【本の売れ筋】だるまさんシリーズが340万部も売れた理由


 大人気の絵本『だるまさんが』『だるまさんの』『だるまさんと』はあんまり売れたんで、いまは3冊セットになって、それがひつつづきロングセラーとなっている。3冊合計で340万部。1冊目が出たのは2008年なのに、2015年の上半期でも児童書の2位という売れ行き。1位は妖怪ウォッチ関連だから、事実上1位と言ってもいいくらい。

 なぜ、だるまさんシリーズはこれほど人気なのか。フツーの絵本とどこがちがうのか。

キャッチフレーズは「泣く子も笑う」

 本にかぎらず、世の中の商品は、ターゲット選定をしっかりしようと言われるが、これはものすごくしぼり込んでいる。「ファーストブック」と言われる、子供にとっての最初の1冊であることだけを目指している。

 あまりにヒットしたので、幼稚園保育園などでの読み聞かせ本としても定着した。それじゃ、ファーストブックじゃないじゃないかと思うかもしれないが、ヒット商品はコア・ターゲット以外に広まったとき、生まれる。

 初版は6000部スタートだった。

 内容は「0才児」を笑わせることだけに特化している。一般的な絵本のようなストーリーもなければ、教訓もない。

 でも、待望の赤ちゃんが生まれ、泣くことが仕事のような我が子の世話をしている母親にとって、
「子供が笑ってくれる」
 というのは、最高のごほうびなのですよ。幼稚園保育園の読み聞かせ担当にとっても。

善は急げ

 つまり、内容的には、0才児ターゲットでも、金を出す大人の満足度が高い。そこで、口コミが広がっていく。孫へのプレゼントといった需要も生まれる。

 ここまでホメられやすい本に、レビューで悪い点をつけている人が値段を問題にしているのがおもしろい。そういう人は、笑顔という結果ではなく、モノとして本を見てる。

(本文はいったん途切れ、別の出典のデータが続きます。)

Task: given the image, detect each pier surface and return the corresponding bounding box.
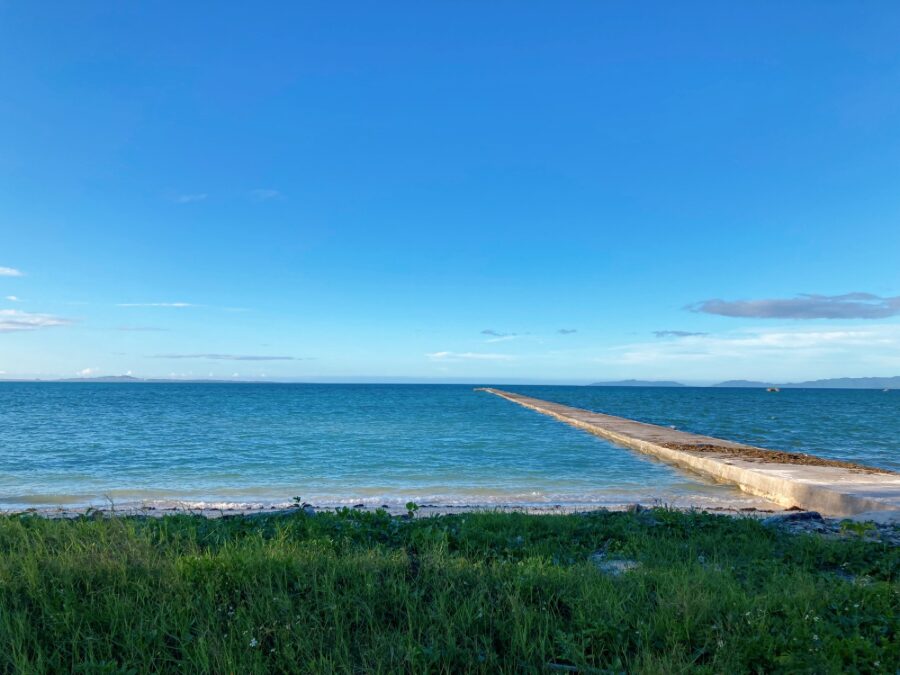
[476,387,900,521]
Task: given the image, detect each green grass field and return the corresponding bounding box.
[0,510,900,674]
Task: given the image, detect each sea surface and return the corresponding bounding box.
[0,383,900,510]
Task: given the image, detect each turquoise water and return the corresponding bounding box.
[0,383,900,509]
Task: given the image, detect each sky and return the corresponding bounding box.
[0,0,900,383]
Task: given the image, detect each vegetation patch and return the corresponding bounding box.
[0,508,900,673]
[660,443,895,474]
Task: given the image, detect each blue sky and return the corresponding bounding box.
[0,1,900,382]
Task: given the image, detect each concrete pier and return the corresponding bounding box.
[476,388,900,521]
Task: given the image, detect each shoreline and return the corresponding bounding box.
[0,500,796,518]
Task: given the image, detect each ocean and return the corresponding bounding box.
[0,383,900,510]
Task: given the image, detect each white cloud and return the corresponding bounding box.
[687,292,900,319]
[425,352,515,361]
[0,309,72,333]
[116,302,199,307]
[595,324,900,379]
[175,192,209,204]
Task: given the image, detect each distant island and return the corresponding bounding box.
[0,375,900,390]
[588,375,900,389]
[588,380,687,387]
[713,375,900,389]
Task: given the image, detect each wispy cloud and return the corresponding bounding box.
[653,330,709,337]
[250,188,283,202]
[687,293,900,319]
[0,309,72,333]
[174,192,209,204]
[425,352,515,361]
[597,324,900,370]
[151,354,302,361]
[116,302,200,308]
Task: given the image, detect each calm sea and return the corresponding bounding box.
[0,383,900,509]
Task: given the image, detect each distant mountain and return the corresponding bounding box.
[588,380,684,387]
[712,380,772,389]
[780,375,900,389]
[713,376,900,389]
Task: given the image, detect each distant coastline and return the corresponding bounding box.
[589,375,900,389]
[0,375,900,390]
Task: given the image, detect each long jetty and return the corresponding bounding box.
[476,387,900,521]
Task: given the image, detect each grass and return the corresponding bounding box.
[0,509,900,674]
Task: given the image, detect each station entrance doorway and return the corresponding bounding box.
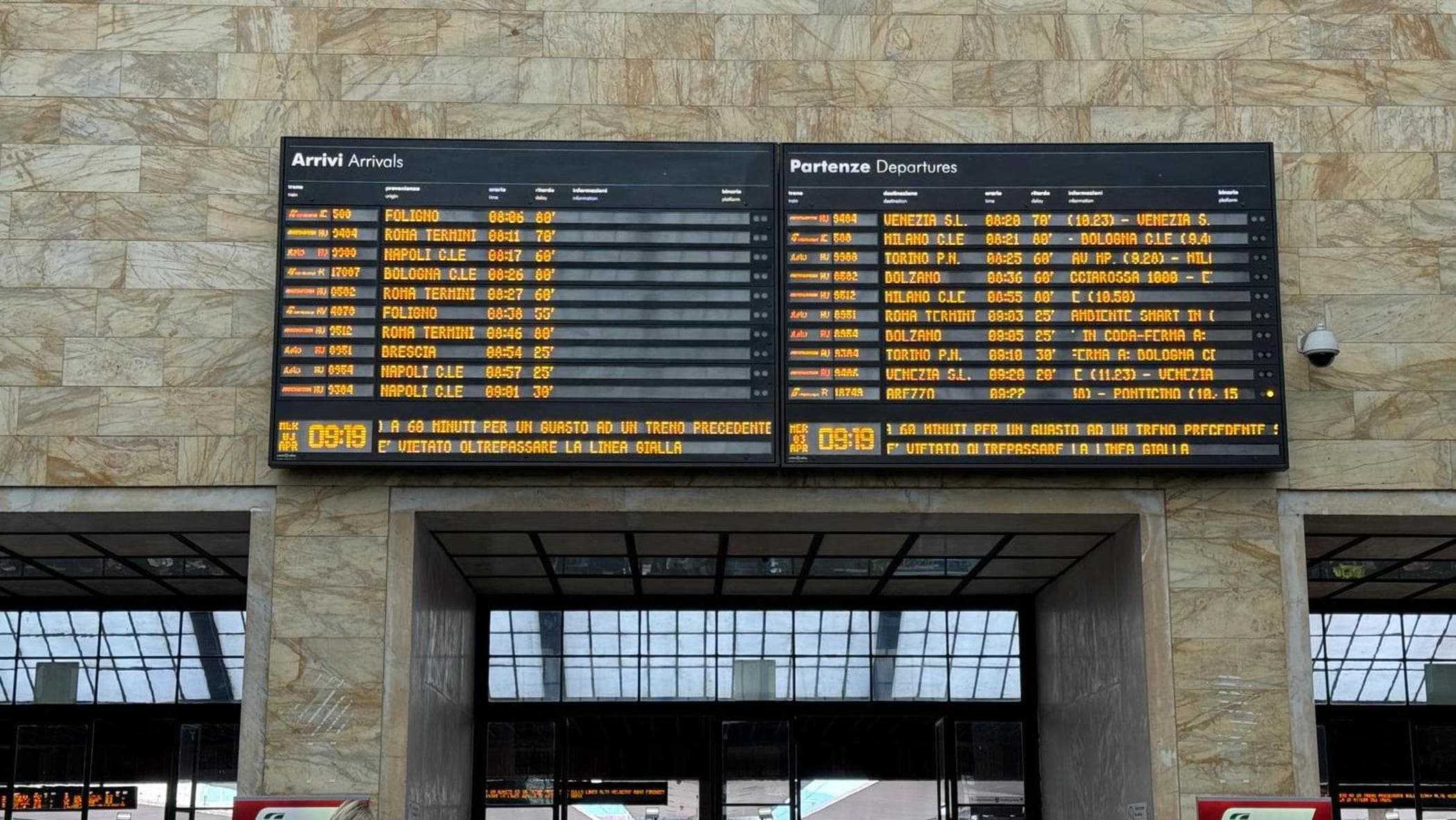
[415,513,1152,820]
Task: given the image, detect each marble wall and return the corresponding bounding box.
[0,0,1456,489]
[0,0,1438,813]
[1037,524,1153,820]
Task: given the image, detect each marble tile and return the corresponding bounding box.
[162,338,272,386]
[202,194,278,242]
[1174,638,1289,692]
[177,436,255,486]
[274,584,384,640]
[217,54,344,99]
[62,336,164,386]
[0,287,96,336]
[1289,441,1452,489]
[96,4,237,53]
[541,10,626,57]
[316,7,438,54]
[141,146,278,194]
[713,15,795,60]
[1165,485,1276,540]
[96,289,233,338]
[1284,391,1369,440]
[890,108,1014,143]
[234,7,319,53]
[95,194,207,240]
[125,242,275,290]
[99,387,237,436]
[1391,15,1456,60]
[1280,153,1437,200]
[61,99,209,146]
[0,342,62,384]
[274,536,386,588]
[1312,15,1392,60]
[1168,590,1284,640]
[1411,200,1456,246]
[0,145,141,191]
[1301,200,1412,246]
[277,486,389,536]
[444,102,579,140]
[1233,60,1379,106]
[0,436,46,486]
[0,3,98,49]
[1143,15,1313,60]
[0,51,121,96]
[340,55,523,102]
[0,191,96,239]
[1299,248,1441,294]
[45,436,177,486]
[1299,105,1382,151]
[1168,536,1281,596]
[13,387,101,436]
[0,98,61,143]
[1092,106,1217,143]
[121,51,218,99]
[1354,391,1456,440]
[0,239,125,289]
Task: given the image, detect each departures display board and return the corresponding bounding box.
[781,144,1285,468]
[271,138,1287,469]
[272,138,777,465]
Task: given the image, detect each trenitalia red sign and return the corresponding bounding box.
[1198,796,1335,820]
[233,795,368,820]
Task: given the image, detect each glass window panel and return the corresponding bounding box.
[949,657,1021,701]
[562,656,639,701]
[722,721,789,803]
[177,658,243,703]
[794,656,869,701]
[724,556,801,576]
[639,555,718,575]
[90,721,176,820]
[1328,660,1407,703]
[955,721,1027,817]
[10,726,90,820]
[485,721,556,820]
[716,656,794,701]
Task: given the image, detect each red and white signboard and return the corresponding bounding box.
[1198,796,1335,820]
[233,795,368,820]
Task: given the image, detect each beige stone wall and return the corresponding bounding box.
[0,0,1456,488]
[0,0,1456,817]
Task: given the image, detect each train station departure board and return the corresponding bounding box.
[781,144,1285,468]
[272,138,777,465]
[271,138,1287,469]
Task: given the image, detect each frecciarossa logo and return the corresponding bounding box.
[789,157,960,176]
[288,151,405,167]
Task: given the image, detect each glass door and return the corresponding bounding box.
[722,721,794,820]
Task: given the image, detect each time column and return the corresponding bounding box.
[278,205,379,398]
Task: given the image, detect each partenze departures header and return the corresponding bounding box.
[789,159,960,176]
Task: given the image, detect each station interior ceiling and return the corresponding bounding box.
[1305,515,1456,601]
[421,513,1129,597]
[0,513,249,599]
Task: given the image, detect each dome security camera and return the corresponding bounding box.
[1294,322,1340,367]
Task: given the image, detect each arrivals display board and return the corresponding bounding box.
[781,144,1285,468]
[270,138,1287,469]
[272,138,777,465]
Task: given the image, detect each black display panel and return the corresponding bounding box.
[779,144,1287,469]
[270,138,781,466]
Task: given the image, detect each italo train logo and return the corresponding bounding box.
[288,151,405,167]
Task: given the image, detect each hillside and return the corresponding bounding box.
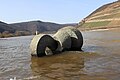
[78,0,120,29]
[10,21,63,34]
[0,20,77,37]
[0,21,15,33]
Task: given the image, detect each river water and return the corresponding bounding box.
[0,29,120,80]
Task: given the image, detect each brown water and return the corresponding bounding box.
[0,29,120,80]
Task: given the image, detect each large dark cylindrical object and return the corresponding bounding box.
[54,26,83,50]
[30,34,57,57]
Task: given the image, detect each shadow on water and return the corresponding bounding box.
[31,52,85,80]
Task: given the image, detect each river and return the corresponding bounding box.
[0,29,120,80]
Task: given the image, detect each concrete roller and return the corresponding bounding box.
[53,30,71,52]
[54,26,83,50]
[30,34,57,57]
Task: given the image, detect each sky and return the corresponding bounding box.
[0,0,116,24]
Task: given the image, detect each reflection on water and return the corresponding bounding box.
[0,29,120,80]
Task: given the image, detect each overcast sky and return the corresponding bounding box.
[0,0,116,23]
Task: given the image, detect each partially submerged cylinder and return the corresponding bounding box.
[30,34,57,57]
[53,30,71,52]
[56,26,83,50]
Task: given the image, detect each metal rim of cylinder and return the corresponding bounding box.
[30,34,57,57]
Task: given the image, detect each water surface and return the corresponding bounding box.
[0,29,120,80]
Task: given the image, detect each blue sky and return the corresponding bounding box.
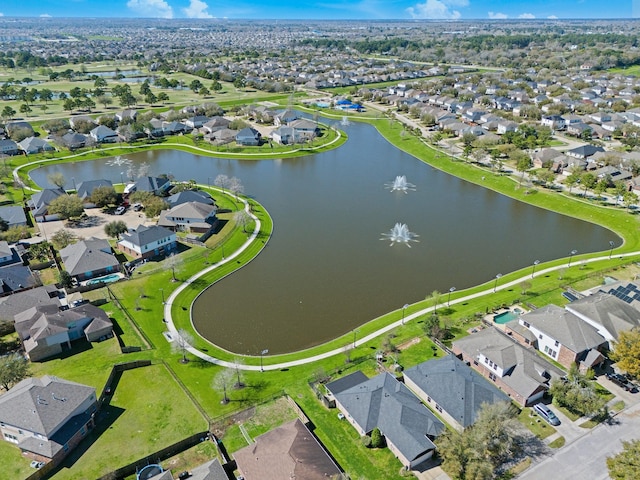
[0,0,640,20]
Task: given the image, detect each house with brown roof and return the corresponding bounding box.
[233,419,342,480]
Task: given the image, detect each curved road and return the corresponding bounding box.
[164,199,640,371]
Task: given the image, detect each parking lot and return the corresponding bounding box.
[25,208,155,243]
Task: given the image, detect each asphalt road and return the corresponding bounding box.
[517,402,640,480]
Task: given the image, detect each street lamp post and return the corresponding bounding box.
[493,273,502,293]
[531,260,540,278]
[447,287,456,307]
[260,348,269,372]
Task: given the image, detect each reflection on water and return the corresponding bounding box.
[33,124,618,354]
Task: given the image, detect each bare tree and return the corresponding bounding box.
[213,173,229,192]
[165,253,182,282]
[229,177,244,200]
[211,368,233,405]
[171,328,193,363]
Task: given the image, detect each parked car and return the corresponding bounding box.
[533,403,560,427]
[606,373,638,392]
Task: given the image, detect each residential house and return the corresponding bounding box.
[403,354,511,431]
[235,127,262,146]
[0,138,20,155]
[165,190,215,208]
[14,303,113,362]
[326,372,445,468]
[202,117,231,134]
[118,225,177,258]
[89,125,119,143]
[60,238,120,282]
[158,202,218,233]
[271,125,296,145]
[452,328,564,406]
[76,179,113,204]
[233,419,341,480]
[0,263,42,295]
[0,375,97,462]
[124,177,172,197]
[18,137,55,155]
[565,290,640,349]
[62,132,87,150]
[27,187,67,222]
[0,206,27,228]
[0,285,61,325]
[5,120,35,137]
[505,305,607,369]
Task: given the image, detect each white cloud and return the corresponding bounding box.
[182,0,213,18]
[127,0,173,18]
[406,0,469,20]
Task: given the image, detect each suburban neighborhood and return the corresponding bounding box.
[0,16,640,480]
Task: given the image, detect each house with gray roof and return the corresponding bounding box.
[233,419,342,480]
[118,225,177,258]
[0,263,42,295]
[403,354,511,431]
[565,292,640,348]
[27,187,67,222]
[18,137,55,154]
[165,190,215,208]
[0,206,27,228]
[505,305,607,368]
[327,373,445,468]
[452,328,565,406]
[158,202,218,233]
[76,178,113,203]
[0,375,97,462]
[14,303,113,362]
[60,238,120,282]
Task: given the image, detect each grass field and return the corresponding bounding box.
[54,365,207,480]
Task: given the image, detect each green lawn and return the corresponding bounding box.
[53,365,207,480]
[518,407,556,440]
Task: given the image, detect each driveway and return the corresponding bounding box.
[24,208,155,243]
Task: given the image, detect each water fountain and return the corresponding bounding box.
[380,222,419,248]
[385,175,416,193]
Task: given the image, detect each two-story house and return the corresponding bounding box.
[0,375,97,462]
[118,225,176,258]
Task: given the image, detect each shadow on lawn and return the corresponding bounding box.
[42,404,125,478]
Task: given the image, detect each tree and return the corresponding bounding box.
[607,440,640,480]
[371,427,384,448]
[104,220,129,238]
[0,353,29,390]
[49,195,84,220]
[549,364,607,416]
[1,105,16,120]
[165,253,182,282]
[213,173,230,192]
[171,328,193,363]
[91,185,118,208]
[580,172,598,197]
[611,328,640,378]
[211,368,233,405]
[47,172,67,188]
[51,228,78,250]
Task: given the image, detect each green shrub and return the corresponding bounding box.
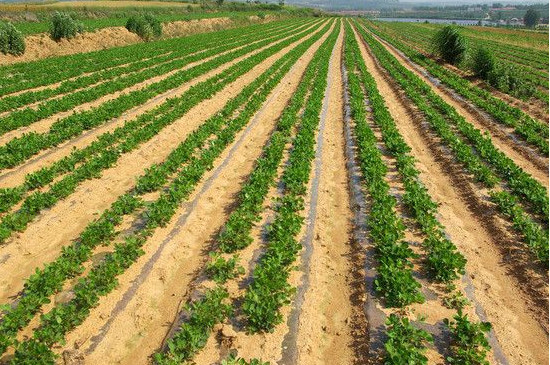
[50,11,84,41]
[126,14,162,41]
[432,25,466,65]
[487,63,534,99]
[0,22,25,56]
[471,48,495,80]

 あと、読み聞かせが基本なので、子供にウケなかった人は本の内容に文句をつける。

 これは作者・かがくいひろし50才のデビュー作。『だるまさんが』『だるまさんの』『だるまさんと』の内容が教訓的でなくたって、本人は「信じていれば、夢はかなう」式の人生を体現している。

 ただし、もうひとつ、悲しい教訓もある。こんなにもヒットしているのに、作者はもうこの世にいない。昔の人はこう言った。

「善は急げだ」

 かなう夢なら、さっさとかなえよう。